It was no secret Google was planning to join Apple and Mozilla in restricting the use of tracking cookies in its flagship Chrome browser. But the scope and scale of its approach to third party cookies will bring about seismic industry changes – and for the better.
Safari and Firefox already block third party cookies by default, but Chrome is bigger than both combined, boasting a 63% worldwide market share, according to StatCounter.
Announcing the news in a blog post, Justin Schuh, Chrome’s director of engineering, said: "Users are demanding greater privacy and it’s clear the web ecosystem needs to evolve to meet these demands."
These are powerful words from a web giant that built its business on third party principles – and they matter.
This is the death knell for digital advertising as we know it, an industry already rocked by browser changes elsewhere and the introduction of legislation such as the EU’s General Data Protection Regulations (GDPR) and the recently enacted California Consumer Privacy Act (CCPA).
Time for re-evaluation
The immediacy of ‘performance’ has in no small way shaped the advertising and communications industries in the latter half of the 2010s.
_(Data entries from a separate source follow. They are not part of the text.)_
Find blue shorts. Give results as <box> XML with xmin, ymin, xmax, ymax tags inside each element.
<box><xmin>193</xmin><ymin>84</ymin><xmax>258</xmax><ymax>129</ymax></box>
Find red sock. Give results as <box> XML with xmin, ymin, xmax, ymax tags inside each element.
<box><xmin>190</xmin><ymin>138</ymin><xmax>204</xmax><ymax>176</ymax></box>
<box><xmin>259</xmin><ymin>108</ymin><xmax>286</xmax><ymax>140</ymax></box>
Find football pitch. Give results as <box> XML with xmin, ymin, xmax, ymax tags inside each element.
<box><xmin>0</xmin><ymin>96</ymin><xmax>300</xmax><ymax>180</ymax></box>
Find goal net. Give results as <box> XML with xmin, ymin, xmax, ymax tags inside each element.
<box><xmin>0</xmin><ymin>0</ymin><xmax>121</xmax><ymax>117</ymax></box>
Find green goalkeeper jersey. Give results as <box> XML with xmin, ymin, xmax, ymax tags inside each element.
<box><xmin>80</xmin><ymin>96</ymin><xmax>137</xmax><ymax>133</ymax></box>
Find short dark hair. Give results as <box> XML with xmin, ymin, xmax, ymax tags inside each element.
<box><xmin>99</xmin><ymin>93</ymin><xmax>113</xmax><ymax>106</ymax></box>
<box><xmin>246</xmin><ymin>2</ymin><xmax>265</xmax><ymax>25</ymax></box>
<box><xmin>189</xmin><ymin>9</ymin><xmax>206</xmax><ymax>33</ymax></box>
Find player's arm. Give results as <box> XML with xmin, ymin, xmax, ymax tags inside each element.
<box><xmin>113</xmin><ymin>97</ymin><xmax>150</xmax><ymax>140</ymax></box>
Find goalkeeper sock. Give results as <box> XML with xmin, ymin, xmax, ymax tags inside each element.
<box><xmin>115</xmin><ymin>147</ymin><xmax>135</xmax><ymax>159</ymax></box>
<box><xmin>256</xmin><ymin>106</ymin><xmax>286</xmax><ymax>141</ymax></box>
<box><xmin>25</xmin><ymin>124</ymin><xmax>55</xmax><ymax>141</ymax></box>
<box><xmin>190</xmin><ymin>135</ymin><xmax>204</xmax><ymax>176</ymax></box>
Advertisers and agencies have locked into the very real and measurable benefits that performance marketing channels bring in terms of segmentation, targeting, measurement, efficiencies and conversion of customers.
Highly accountable, performance marketing is a powerhouse that advertisers can use to their advantage to drive short-term sales, which retailers particularly will need as they attempt to recover from 2019 – a year that the British Retail Consortium this month called "the worst since 1995". Sales in November and December 2019 were particularly weak, falling 0.9%, it added.
Yet in a privacy-first era, performance marketing alone will not be enough. And nor should it be. Retailers, travel brands, dining, entertainment and leisure venues among others all face increasingly difficult regulatory and trading conditions. Rent inflation is only one part of the story.
Savvy marketers will increasingly explore what could be defined as ‘performance plus’ activity, particularly as the digital ecosystem evolves away from the third party data basis on which it has grown up.
GDPR-compliant data clean rooms will grow
Attribution modeling took a hit with GDPR because advertisers lost some of their ability to upload user and cookie IDs into a system for comparative purposes as they did before. No longer could advertisers tell whether a particular user sees an ad or not, clicks on it or not, and correlate that back between activities and outcomes across channels.
Data clean rooms allow advertisers to get that ability back, albeit on a clustered aggregate basis – which in itself is no bad thing, and is certainly a step in the right direction – particularly in light of Google’s announcement and future mooted regulations worldwide.
Such data clean rooms enable data providers, such as Google, to generate important audience insights and performance measurement information that can be shared with advertisers and agencies in a secure and compliant way.
Paid and organic activity will move closer together
Closely related will be the tying together more closely of paid search and display advertising with organic search and social channels, which marketers have often too easily and readily overlooked.
Yet, with a little effort and outlay, adding SEO and organic social management and measurement to the marketing stack can add a whole new dimension. Particularly as paid channels, notably search and social, become more expensive and complex: expect to see CPMs rise noticeably this year with big ticket events such as the Olympic Games and US presidential elections on the agenda and with more innovative, creative publisher formats.
Marketing will rediscover the clout of context and community
A recent Gartner for Marketers report predicted 80% of marketers would stop investing in personalisation over the next five years, with many citing a lack of ROI, the perils of customer data management, or both.
There will always be instances where one-to-one marketing is the right strategy, but many got carried away with the concept.
Instead, this new decade will see a return to more contextual marketing – delivered on a one-to-few basis, or one-to-many if the contextual subject has scale. Innovations such as data clean rooms, which contain no fewer than 50 IDs in a cluster, will facilitate this renewed focus on contextual communications.
Creative will benefit from better integration
Until now, advertisers have not had access to the tools, bandwidth and infrastructure needed to deliver good quality, tailored creative at scale, nor the impetus to raise the creative bar.
Creativity spend has traditionally been siphoned to the brand piece, the flagship TV ads and big format campaigns with little or no thought to the technological or contextual digital implications until later in the day.
Expect that to change. There are rich opportunities for those brands prepared to invest, understand and integrate their technology, media and creative more effectively. Marketers must work to ensure such expertise is available at the outset of the ideation, rather than as a bolted-on afterthought.
At the start of a new decade, at a time of unprecedented external change, driven by the regulators and the browsers, it’s time to reimagine marketing for the better. It’s why marketers must embrace a seamless future, one predicated on leveraging the power of creative, technology and media, and one that has both the business and consumer best interests at heart.